It is not entirely clear on which day Aphra Behn was born, but we know that she was baptized on December 14th, 1640, in the little church that sat quietly in the shade of Canterbury Cathedral in the south of England where she was born. One of the leading lights of the Restoration period of literature, it is staggering to think that her life has not been dramatized for the big screen, because it was a life filled with firsts, with ground-breaking, and with an adventure that women of her time were generally not able to pursue.
Her early history is sketchy at best; Behn was born during the English Civil War, a series of armed battles between the King's Cavaliers and the Roundheads led by working-class upstart Oliver Cromwell. Behn was a thrill-seeker by nature, Feminist critic Germaine Greer called her a "palimpsest", insinuating that whenever she wanted to change something about her life or her history she simply rubbed herself out, and, like a newly-erased page, gave herself a blank sheet to fill all over again, with no trace of what had gone before.
Behn was the first English woman to earn a living by writing, and much of the time she wrote out of financial necessity, it being the only way she had of staying out of debtors' prison. She did not shy away from topics that were not considered "proper" and her poems, as well as her later plays and novellas, often dealt with the subject of romantic love, and physical attraction. Her work was particularly important to a group of women poets known as The Female Wits. Later, feminists such as Virginia Woolf drew significantly from her work. Behn's poems are not as polished and as literarily skilled as her later work, but they exhibit a versatility and a grace that was to become her trademark in her writing style.
A Voyage To The Island Of Love (1684) and Lycidus: Or The Lover In Fashion (1688) are the best examples of Behn's use of traditionally English classical and pastoral modes. She also wrote about current events in her poems, which made her extremely controversial, and although she allegorized much of what she wrote about, characters and events were still instantly recognizable to those who knew the situations and people involved. Critics complimented her on her masculine style of writing, which was crushingly patronizing since it meant that they believed her poetry to be too clever and subtle to have been written by a woman.

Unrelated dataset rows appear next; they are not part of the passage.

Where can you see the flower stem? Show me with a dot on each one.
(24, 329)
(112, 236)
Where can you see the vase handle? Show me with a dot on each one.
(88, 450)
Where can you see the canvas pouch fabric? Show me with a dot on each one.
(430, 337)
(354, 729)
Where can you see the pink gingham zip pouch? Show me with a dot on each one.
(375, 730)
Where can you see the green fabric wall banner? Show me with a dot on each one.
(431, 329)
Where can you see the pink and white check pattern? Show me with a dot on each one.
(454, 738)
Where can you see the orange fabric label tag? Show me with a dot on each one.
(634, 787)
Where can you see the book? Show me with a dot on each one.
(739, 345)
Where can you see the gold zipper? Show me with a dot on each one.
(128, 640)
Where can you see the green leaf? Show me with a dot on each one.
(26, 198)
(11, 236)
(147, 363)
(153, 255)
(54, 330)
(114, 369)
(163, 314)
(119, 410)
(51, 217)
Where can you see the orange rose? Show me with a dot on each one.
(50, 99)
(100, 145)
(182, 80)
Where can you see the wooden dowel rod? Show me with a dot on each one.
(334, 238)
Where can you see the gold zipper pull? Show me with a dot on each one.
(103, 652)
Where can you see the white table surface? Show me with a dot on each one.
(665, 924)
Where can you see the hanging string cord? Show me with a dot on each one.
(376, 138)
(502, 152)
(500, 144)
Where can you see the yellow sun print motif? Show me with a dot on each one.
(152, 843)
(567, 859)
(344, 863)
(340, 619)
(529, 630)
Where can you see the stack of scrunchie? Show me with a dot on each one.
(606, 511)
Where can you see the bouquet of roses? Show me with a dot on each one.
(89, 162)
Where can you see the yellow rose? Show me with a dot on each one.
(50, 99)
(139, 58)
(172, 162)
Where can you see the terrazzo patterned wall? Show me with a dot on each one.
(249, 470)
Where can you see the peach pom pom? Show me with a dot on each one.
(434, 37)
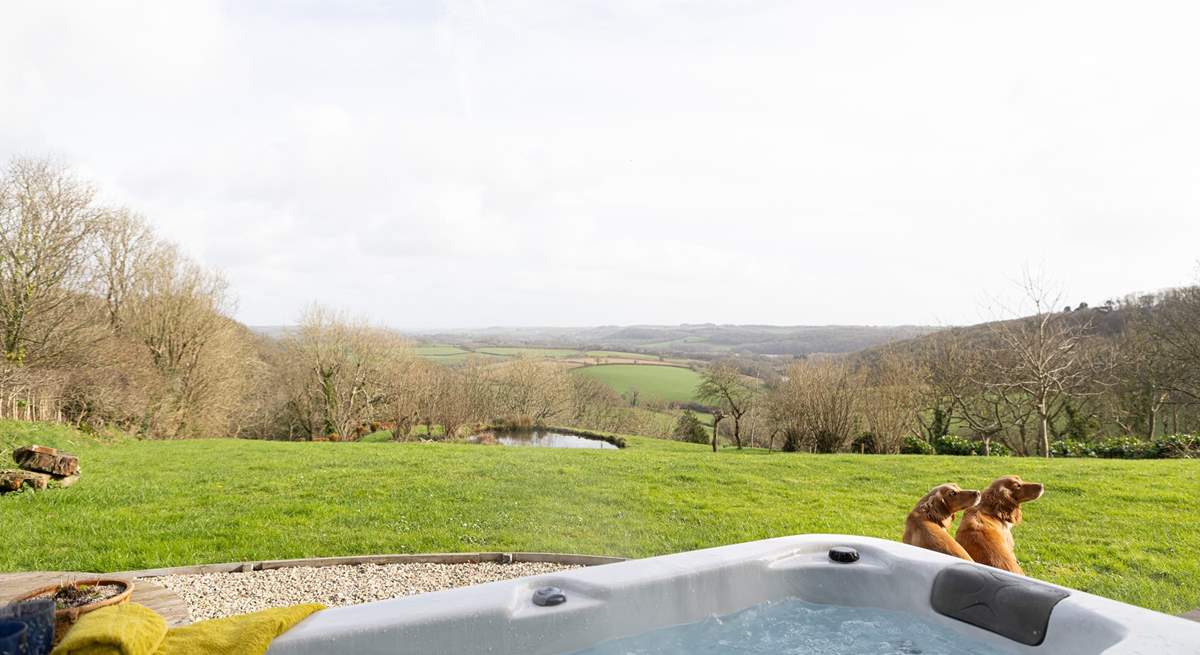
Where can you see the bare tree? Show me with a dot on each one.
(892, 400)
(1044, 359)
(725, 385)
(47, 221)
(124, 253)
(533, 390)
(817, 406)
(339, 371)
(178, 313)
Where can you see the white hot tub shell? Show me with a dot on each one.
(630, 598)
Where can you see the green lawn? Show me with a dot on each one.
(1123, 529)
(665, 383)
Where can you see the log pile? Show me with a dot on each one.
(40, 466)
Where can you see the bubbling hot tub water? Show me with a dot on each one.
(792, 626)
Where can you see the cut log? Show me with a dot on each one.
(65, 480)
(13, 480)
(46, 460)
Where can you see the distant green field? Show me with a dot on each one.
(509, 352)
(1123, 529)
(463, 356)
(664, 383)
(618, 354)
(437, 350)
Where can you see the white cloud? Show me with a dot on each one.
(535, 162)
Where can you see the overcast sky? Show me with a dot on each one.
(611, 162)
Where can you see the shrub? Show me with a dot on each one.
(689, 428)
(865, 443)
(1072, 448)
(916, 445)
(952, 444)
(1181, 446)
(1127, 448)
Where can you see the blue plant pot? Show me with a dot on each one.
(13, 638)
(37, 616)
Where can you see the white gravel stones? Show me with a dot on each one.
(214, 595)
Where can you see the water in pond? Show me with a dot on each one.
(796, 628)
(541, 438)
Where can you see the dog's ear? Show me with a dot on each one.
(936, 508)
(999, 502)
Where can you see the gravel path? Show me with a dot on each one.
(213, 595)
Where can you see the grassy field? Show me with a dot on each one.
(665, 383)
(622, 355)
(1123, 529)
(513, 352)
(437, 350)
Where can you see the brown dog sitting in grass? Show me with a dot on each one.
(987, 529)
(929, 521)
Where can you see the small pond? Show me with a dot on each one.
(541, 438)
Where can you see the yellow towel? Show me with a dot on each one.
(243, 635)
(132, 629)
(126, 629)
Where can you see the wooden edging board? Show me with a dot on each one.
(429, 558)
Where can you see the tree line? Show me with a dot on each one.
(1051, 383)
(103, 323)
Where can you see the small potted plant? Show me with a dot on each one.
(77, 598)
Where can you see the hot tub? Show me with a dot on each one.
(988, 610)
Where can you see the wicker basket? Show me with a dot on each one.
(66, 617)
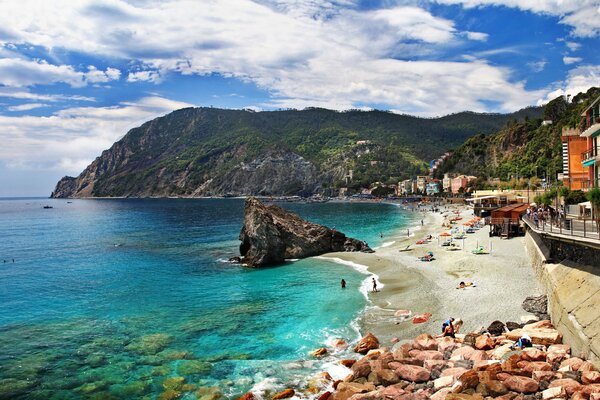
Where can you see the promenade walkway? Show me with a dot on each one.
(585, 230)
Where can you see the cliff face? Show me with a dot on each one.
(212, 152)
(271, 235)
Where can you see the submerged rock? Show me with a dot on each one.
(271, 235)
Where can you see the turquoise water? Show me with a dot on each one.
(133, 299)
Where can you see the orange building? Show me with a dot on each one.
(575, 175)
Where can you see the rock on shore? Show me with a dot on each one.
(451, 369)
(271, 235)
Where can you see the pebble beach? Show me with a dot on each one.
(501, 279)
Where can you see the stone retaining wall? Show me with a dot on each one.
(573, 292)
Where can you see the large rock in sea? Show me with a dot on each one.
(271, 235)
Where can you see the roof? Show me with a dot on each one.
(481, 198)
(590, 106)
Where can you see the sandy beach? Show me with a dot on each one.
(502, 280)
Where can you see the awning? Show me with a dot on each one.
(481, 198)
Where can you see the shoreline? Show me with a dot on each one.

In 1685, Behn publicly declared her conversion to the Roman Catholic faith which caused a stir in the Protestant-dominated England of that time. This was a particularly brave move for a woman of her social standing and many of her contemporaries saw it as a sign of her strength of character. Her conversion also affected her writing, and in her later works, her theme of love often included a religious aspect, as well as a moral one. Her works also contained a strong political element, as she often wrote about the current state of affairs in the country. Her plays, particularly, contained a lot of political commentaries, which was rare for a woman at the time, and her forthrightness was a direct challenge to the patriarchal society of the Restoration period.
In 1689, she wrote her most famous play, The Rover, which had a long and successful run at the theatre and is still performed to this day. The play is a romantic comedy and is considered to be one of the most important works of the period. Behn also wrote novels, short stories, and many poems, some of which were published posthumously. Her later works contained a more mature and reflective tone, as she wrote about the frustrations of aging and the passing of time, which is an insight into her struggles. She was a writer who was strongly ahead of her time and her works are still studied and analyzed to this day.